How to calculate the advantage in the forward method of a custom model based on the PPO algorithm

1. Severity of the issue: (select one)

High: Completely blocks me.

Under the new API interface, the forward function needs to return the advantage; otherwise, a KeyError will be reported. If a placeholder is used to return the advantage, the policy loss is always 0. How can this problem be solved? The code is as follows:
combined = torch.cat([z, coord_feat], dim=1).unsqueeze(1).unsqueeze(1)
action_embed = self.fusion(combined).squeeze()

    action_logits = self._pi_head(action_embed)
    # action_logits += torch.log(obs["action_mask"].float().to(device) + 1e-10)
    
    action_logits = torch.where(
        obs["action_mask"].bool(),
        action_logits,
        torch.tensor(-1e10, device=device)
    )
    values = self._vf_head(action_embed).squeeze(-1)

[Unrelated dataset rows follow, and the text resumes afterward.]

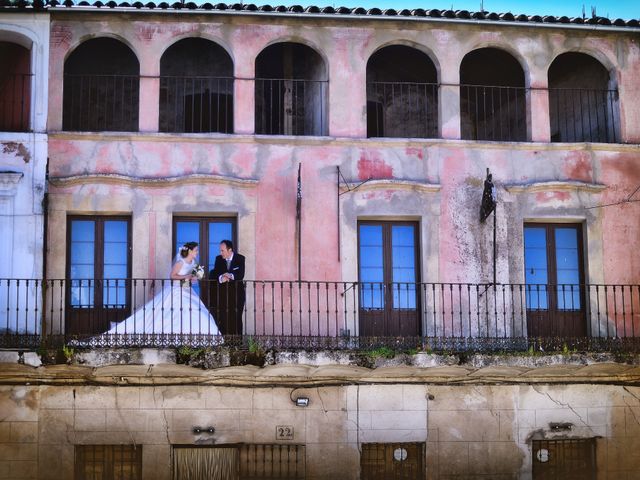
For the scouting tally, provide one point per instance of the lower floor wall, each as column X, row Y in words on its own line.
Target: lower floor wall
column 344, row 432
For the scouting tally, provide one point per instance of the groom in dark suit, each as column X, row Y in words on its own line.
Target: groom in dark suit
column 227, row 295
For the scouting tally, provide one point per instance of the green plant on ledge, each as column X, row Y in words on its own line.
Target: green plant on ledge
column 254, row 346
column 185, row 353
column 381, row 352
column 68, row 353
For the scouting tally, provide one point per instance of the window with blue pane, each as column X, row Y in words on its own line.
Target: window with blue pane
column 403, row 251
column 98, row 262
column 388, row 276
column 371, row 267
column 553, row 266
column 387, row 265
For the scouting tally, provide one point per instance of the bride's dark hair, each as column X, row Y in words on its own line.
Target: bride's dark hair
column 184, row 250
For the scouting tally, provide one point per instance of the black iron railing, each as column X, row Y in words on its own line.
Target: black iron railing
column 291, row 314
column 196, row 104
column 101, row 103
column 402, row 109
column 583, row 115
column 291, row 107
column 493, row 113
column 15, row 101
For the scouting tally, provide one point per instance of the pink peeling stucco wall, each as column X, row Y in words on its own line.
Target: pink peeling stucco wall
column 536, row 181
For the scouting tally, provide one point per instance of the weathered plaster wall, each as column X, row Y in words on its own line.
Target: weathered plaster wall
column 23, row 163
column 346, row 45
column 470, row 431
column 437, row 183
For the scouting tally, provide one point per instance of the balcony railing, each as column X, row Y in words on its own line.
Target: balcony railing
column 583, row 115
column 15, row 102
column 101, row 103
column 310, row 315
column 402, row 109
column 493, row 113
column 291, row 107
column 196, row 104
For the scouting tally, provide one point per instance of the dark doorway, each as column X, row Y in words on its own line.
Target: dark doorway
column 291, row 91
column 583, row 100
column 554, row 276
column 101, row 87
column 15, row 87
column 388, row 274
column 392, row 461
column 565, row 459
column 196, row 88
column 492, row 97
column 402, row 94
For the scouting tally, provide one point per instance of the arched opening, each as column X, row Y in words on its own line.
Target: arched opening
column 15, row 87
column 492, row 97
column 291, row 91
column 101, row 87
column 196, row 87
column 583, row 101
column 402, row 94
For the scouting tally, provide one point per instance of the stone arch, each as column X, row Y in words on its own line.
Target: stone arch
column 583, row 100
column 493, row 104
column 291, row 90
column 402, row 93
column 196, row 87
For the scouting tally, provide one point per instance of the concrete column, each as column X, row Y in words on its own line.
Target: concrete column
column 244, row 102
column 347, row 99
column 8, row 189
column 449, row 101
column 244, row 106
column 538, row 124
column 149, row 107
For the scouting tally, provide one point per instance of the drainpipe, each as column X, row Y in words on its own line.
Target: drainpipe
column 45, row 226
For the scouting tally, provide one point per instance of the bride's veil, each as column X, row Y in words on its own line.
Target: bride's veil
column 176, row 259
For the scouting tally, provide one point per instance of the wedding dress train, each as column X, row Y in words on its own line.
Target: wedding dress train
column 176, row 311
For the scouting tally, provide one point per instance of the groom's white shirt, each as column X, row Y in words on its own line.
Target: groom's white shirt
column 229, row 262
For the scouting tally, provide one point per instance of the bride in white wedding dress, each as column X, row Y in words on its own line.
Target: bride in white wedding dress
column 176, row 309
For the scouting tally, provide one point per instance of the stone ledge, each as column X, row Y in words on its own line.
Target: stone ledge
column 305, row 375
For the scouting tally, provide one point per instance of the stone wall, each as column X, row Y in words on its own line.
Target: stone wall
column 470, row 431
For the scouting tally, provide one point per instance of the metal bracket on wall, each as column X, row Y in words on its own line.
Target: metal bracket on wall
column 349, row 189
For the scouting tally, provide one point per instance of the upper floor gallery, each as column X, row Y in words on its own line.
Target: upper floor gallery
column 244, row 72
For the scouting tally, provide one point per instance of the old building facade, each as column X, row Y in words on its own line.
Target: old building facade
column 345, row 153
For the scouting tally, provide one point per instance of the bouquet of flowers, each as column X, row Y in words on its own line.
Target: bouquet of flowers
column 198, row 271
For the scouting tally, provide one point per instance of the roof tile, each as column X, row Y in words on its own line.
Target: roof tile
column 19, row 5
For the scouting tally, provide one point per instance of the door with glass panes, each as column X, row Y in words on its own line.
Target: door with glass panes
column 98, row 273
column 388, row 273
column 554, row 276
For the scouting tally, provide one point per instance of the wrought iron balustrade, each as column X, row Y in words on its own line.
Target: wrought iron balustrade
column 402, row 109
column 100, row 103
column 15, row 101
column 312, row 315
column 287, row 106
column 196, row 104
column 493, row 113
column 583, row 115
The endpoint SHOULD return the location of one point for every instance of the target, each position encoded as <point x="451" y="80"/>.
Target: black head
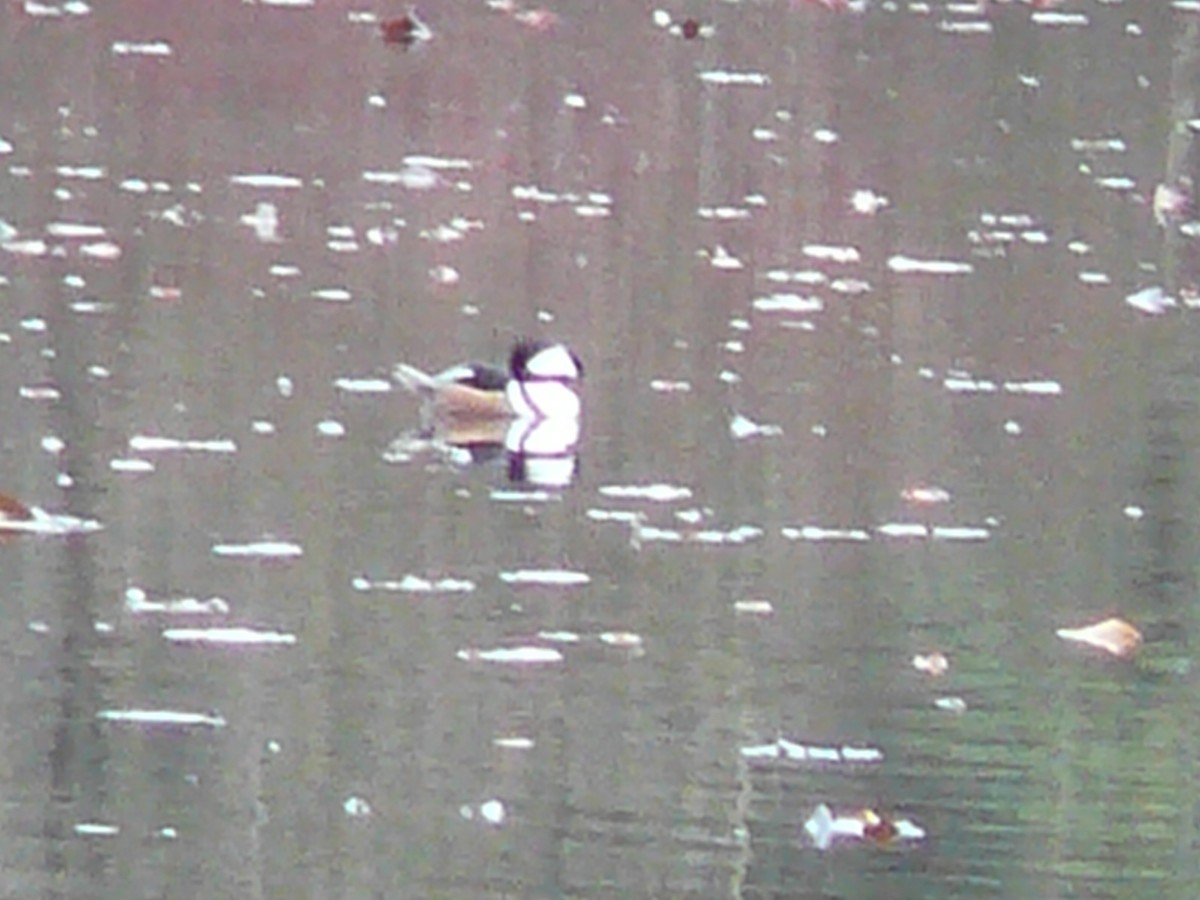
<point x="544" y="361"/>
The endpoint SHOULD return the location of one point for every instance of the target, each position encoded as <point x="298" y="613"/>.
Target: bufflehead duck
<point x="540" y="384"/>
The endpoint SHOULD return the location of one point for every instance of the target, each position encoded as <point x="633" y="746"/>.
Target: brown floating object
<point x="1115" y="636"/>
<point x="876" y="828"/>
<point x="934" y="664"/>
<point x="406" y="30"/>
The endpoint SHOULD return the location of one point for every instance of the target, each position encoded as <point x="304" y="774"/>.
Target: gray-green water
<point x="683" y="213"/>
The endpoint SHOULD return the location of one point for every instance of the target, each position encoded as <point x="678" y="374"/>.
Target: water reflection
<point x="889" y="329"/>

    action_dist = self.action_dist_cls(logits=action_logits)
    # action = torch.argmax(action_dist.logits, dim=-1)
    action = action_dist.sample()
    
    output = {
        Columns.ACTIONS: action,
        Columns.ACTION_DIST_INPUTS: action_logits,
        Columns.VF_PREDS: values,
        Columns.ACTION_LOGP: action_dist.logp(action),
        # Columns.ADVANTAGES: 
        # Columns.VALUE_TARGETS: 
        Columns.EMBEDDINGS: action_embed,
    }
    return output

Hi @ZanhaPeng,

I think you must be misinterpreting where the error is coming from. You cannot compute the advantage in the forward. The advantage has to be computed with a trajectory of reward, and state/action pairs.

Something else must be misconfigured. In fact I think you are including too many outputs from forward.

Here is the default forwards that PPO uses. You can see that they are only adding (“Embeddings”, “State_out”, “action_dist_inputs”).

Perhaps you can share the error you are getting about the advantages.